TYPE Rの称号を与えられなかったもう一つの悲運の車

  昨日、娘1号から仕事先にメールがあった。休憩時間に確認すると内容は「生まれて初めて、バイトして給料をもらった。とっても嬉しい。」との事であった。


 まあ、普通は誰でもバイトの初めての給料はとても嬉しいものであるが、オヤジや娘1号にとっては、この給料は特別な想いがあった。

 

話は1ヶ月ほど先に先登る。


 高校3年生の娘1号は、札幌の学校へ行くのを諦め、自宅から働きながら通信教育で好きな美術の勉強を行うつもりでいた。

 また、地元で良い就職の募集を行っていたので、オヤジは当然、その場所に娘1号は面接に行くものだと思っていたのだ。

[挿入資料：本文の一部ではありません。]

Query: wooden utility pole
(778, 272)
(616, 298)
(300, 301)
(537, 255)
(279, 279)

 どころが、今になってそこには行かない。と言い出してきた。

オヤジは焦った。


 他の子供たちがどんどん、自分たちの進路を決めていく中、いまだ漠然とした道しか決めていない、自分の娘がどんどん、みんなから取り残されていく気がしたのだ。


「一体なんでそこに行くのを辞めたんだ。」

「だって、絵の応募の期限だってあるし、仕事と絵の応募をやっていたら、自分の絵に対するモチベーションが下がるよ。」

「絵のモチベーションが下がる。って言っても、卒業したらどうやって食べていくんだ??」

「お前の使っている携帯電話のお金やコンタクト代だってどうやって支払うんだ!!」


オヤジは強い口調子で、娘1号を叱りつけた。


「・・・・・・・・・・・・・・・・・・」

娘1号は黙りこくったままであった。

「じゃぁー。一体、どうしたいんだ?」


 オヤジは後、半年で高校を卒業する娘が、未だどこにも進路を決めかねている様子にイライラして尋ねた。


「このまま、ずっとお父さんや●●ちゃん(娘2号)の面倒をみるのは嫌だ。」


 オヤジは初めて娘1号が自分の意見を言うのを聞いたような気がした。


 娘1号は親から言うのもなんだが、実に素直な子である。特に母親から「あれがいいよ。」とか、「こうした方がいいよ。」と言われたら、なにも疑問も持たずに素直に従っていた子であった。

 その子が初めて自分でこうしたいと言いだしたのだ。

「小樽に行って、そこから通って札幌で絵の勉強をしたい。」と、ポツリポツリと話しだした。

 

 考えたら母親が亡くなってから、当たり前のように、娘1号に炊事や洗濯などをやらせていたのであった。


「小樽に行くっていっても、おまえまだ働いたことも一度もないだろう。そんな甘い考えで、どうやって暮らしていくんだ。」

「大体、当たり前のように出している、おまえの携帯代の1万円はどれほどの思いでお父さんが稼いでいるのかが判っているのか!!」


 オヤジは一般的な考えで、娘1号を叱りつけた。


このまま娘1号との考えは平行線であった。


娘1号はだまって自分の部屋に戻った。


 途方にくれたオヤジは暗い仏間で電気もつけずに、「かあさん。娘1号がまた夢見たいな事を言い出したよ。一体、どうしたら良い??」と、鏡に写っているかみさんに一人話しかけた。


 頼れるものは誰もいない。一体、娘1号の将来はどうなるんだ。そう考えると、本当に泣きたくなってきた。